4 KPI metric cards, revenue time-series with Spark rolling window average, region breakdown, and category donut chart.
Session activity heatmap (day-of-week × hour), stacked device area chart, and month-over-month revenue growth powered by Spark lag window functions.
Discount vs revenue bubble scatter (500 products), inventory health status, top-10 product leaderboard ranked by Spark
rank()window function.
┌──────────────────────────────────────────────────────────┐
│ Synthetic Data (130k+ rows) │
│ transactions.csv · sessions.csv · inventory.csv │
└────────────────────┬─────────────────────────────────────┘
│
┌────────────────────▼─────────────────────────────────────┐
│ Apache Spark 3.5 (PySpark) │
│ • Ingestion & schema enforcement │
│ • groupBy aggregations (revenue, sessions, inventory) │
│ • Window functions: rolling avg, lag (MoM), rank (top-N) │
│ • Filter pushdown for interactive filtering │
│ • DataFrames cached for fast repeated queries │
└────────────────────┬─────────────────────────────────────┘
│ Arrow-backed toPandas()
┌────────────────────▼─────────────────────────────────────┐
│ Plotly Dash 2.x (Visualization Layer) │
│ • 3-tab dashboard: Overview · Trends · Deep Dive │
│ • Real-time filter callbacks (date, region, category) │
│ • Dark glassmorphism UI with animated KPI cards │
└──────────────────────────────────────────────────────────┘
| Spark Feature | Used For |
|---|---|
groupBy + agg |
Revenue, session & inventory aggregations |
Window.rowsBetween |
3-month rolling revenue average |
lag() window function |
Month-over-month growth % calculation |
rank() window function |
Top-10 product leaderboard |
| Filter pushdown | All interactive dashboard filters |
Arrow toPandas() |
High-speed Spark → Pandas bridge |
DataFrame.cache() |
Warm-up for fast repeated queries |
- KPI Cards — Total Revenue, Orders, Avg Order Value, Conversion Rate
- Line chart — Monthly revenue with rolling average overlay
- Heatmap — Session activity by day-of-week and hour
- Stacked Area — Device split (Desktop / Mobile / Tablet) over time
- Bar charts — Revenue by region, MoM growth
- Bubble Scatter — Discount % vs Revenue (500 products)
- Donut charts — Category mix, Inventory health
- Data table — Top 10 ranked products
spark-dashboard/
├── app.py # Dash app entry point
├── run.sh # Startup script (sets correct JAVA_HOME)
├── requirements.txt # All Python dependencies
├── spark_engine/
│ ├── session.py # SparkSession factory (Java 11 config)
│ ├── data_generator.py # Synthetic dataset generator (Faker + NumPy)
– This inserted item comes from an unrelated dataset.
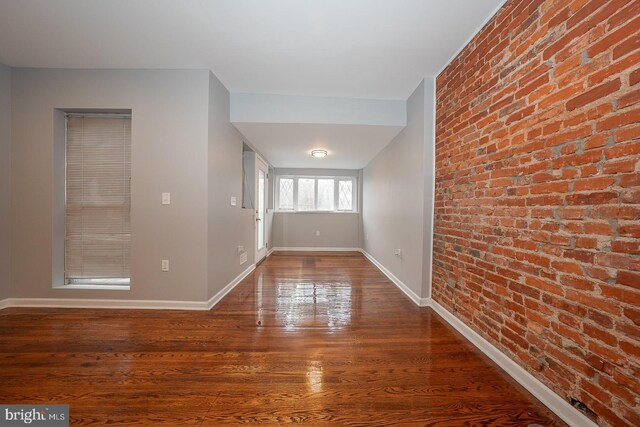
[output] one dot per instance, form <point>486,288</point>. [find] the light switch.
<point>166,198</point>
│ └── transforms.py # All Spark transformations
├── viz/
│ ├── components.py # Reusable UI components (KPI card, filters)
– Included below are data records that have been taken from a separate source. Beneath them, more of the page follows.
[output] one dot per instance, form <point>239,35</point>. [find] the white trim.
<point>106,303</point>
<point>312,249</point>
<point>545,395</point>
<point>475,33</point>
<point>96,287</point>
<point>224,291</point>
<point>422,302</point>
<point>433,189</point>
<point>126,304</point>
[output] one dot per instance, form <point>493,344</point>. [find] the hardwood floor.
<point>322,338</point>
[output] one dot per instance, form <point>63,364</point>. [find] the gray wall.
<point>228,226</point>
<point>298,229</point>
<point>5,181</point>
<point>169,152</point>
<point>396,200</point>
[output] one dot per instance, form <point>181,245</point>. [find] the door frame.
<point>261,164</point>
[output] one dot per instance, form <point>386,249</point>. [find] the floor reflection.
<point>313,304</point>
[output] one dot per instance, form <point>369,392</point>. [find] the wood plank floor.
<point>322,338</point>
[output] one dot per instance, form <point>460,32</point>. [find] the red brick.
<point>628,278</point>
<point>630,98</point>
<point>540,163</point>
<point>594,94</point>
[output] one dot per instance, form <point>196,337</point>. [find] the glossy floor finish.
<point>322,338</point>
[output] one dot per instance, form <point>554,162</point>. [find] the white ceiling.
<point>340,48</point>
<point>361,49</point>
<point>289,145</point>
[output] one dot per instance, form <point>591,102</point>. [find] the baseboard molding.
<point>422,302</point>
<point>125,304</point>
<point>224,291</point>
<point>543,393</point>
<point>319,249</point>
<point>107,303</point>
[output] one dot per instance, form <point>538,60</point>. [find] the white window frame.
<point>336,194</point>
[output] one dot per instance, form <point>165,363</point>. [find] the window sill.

│ ├── layouts.py # 3-tab chart layouts (Plotly)
│ └── callbacks.py # Dash callbacks (filter → Spark → chart)
└── assets/
└── styles.css # Dark glassmorphism CSS theme
Note:
data/is excluded from git via.gitignore. Raw CSVs are auto-generated on first run usingdata_generator.py.
| Requirement | Version | Notes |
|---|---|---|
| Python | 3.9+ | |
| Java | 11 (LTS) | |
| pip | Latest |
Download Java 11: Adoptium Temurin 11
# 1. Clone the repo
git clone https://github.com/YOUR_USERNAME/spark-data-dashboard.git
cd spark-data-dashboard
# 2. Install dependencies
pip install -r requirements.txt
# 3. Run the dashboard
bash run.shThen open http://localhost:8050 in your browser.
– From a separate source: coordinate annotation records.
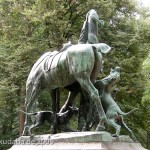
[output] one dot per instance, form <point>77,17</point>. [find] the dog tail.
<point>124,114</point>
<point>28,113</point>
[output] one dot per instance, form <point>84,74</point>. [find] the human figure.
<point>88,35</point>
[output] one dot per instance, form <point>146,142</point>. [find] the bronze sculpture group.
<point>76,66</point>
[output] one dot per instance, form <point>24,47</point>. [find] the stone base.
<point>76,141</point>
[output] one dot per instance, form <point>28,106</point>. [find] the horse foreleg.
<point>69,101</point>
<point>54,109</point>
<point>31,94</point>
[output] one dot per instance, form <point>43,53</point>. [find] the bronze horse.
<point>79,63</point>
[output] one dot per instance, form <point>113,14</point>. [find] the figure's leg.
<point>83,110</point>
<point>31,94</point>
<point>34,126</point>
<point>89,113</point>
<point>87,85</point>
<point>129,130</point>
<point>69,101</point>
<point>112,123</point>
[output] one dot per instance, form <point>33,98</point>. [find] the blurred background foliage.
<point>29,28</point>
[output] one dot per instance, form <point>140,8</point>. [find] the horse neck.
<point>92,26</point>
The first run generates 130,000+ rows of synthetic data automatically.
# Set Java 11 explicitly (adjust path for your OS)
# macOS:
export JAVA_HOME=/Library/Java/JavaVirtualMachines/temurin-11.jdk/Contents/Home
# Linux:
# export JAVA_HOME=/usr/lib/jvm/java-11-openjdk-amd64
python app.py| Layer | Technology |
|---|---|
| Data Processing | Apache Spark 3.5.1 (PySpark) |
| Visualization | Plotly Dash 2.17 |
| Charts | Plotly Express + Graph Objects |
| UI Components | Dash Bootstrap Components |
| Styling | Vanilla CSS (dark glassmorphism) |
| Data Generation | Faker + NumPy |
| Python | 3.9+ |
- Java 11 required — PySpark 3.5.x uses
javax.security.auth.Subject.getSubject()which was removed in Java 21. Always run with Java 11. - Local mode only — Runs Spark in
local[*]mode; not configured for a cluster. - Synthetic data — Dataset is procedurally generated; swap
data_generator.pywith a real data source for production use.
MIT License — see LICENSE for details.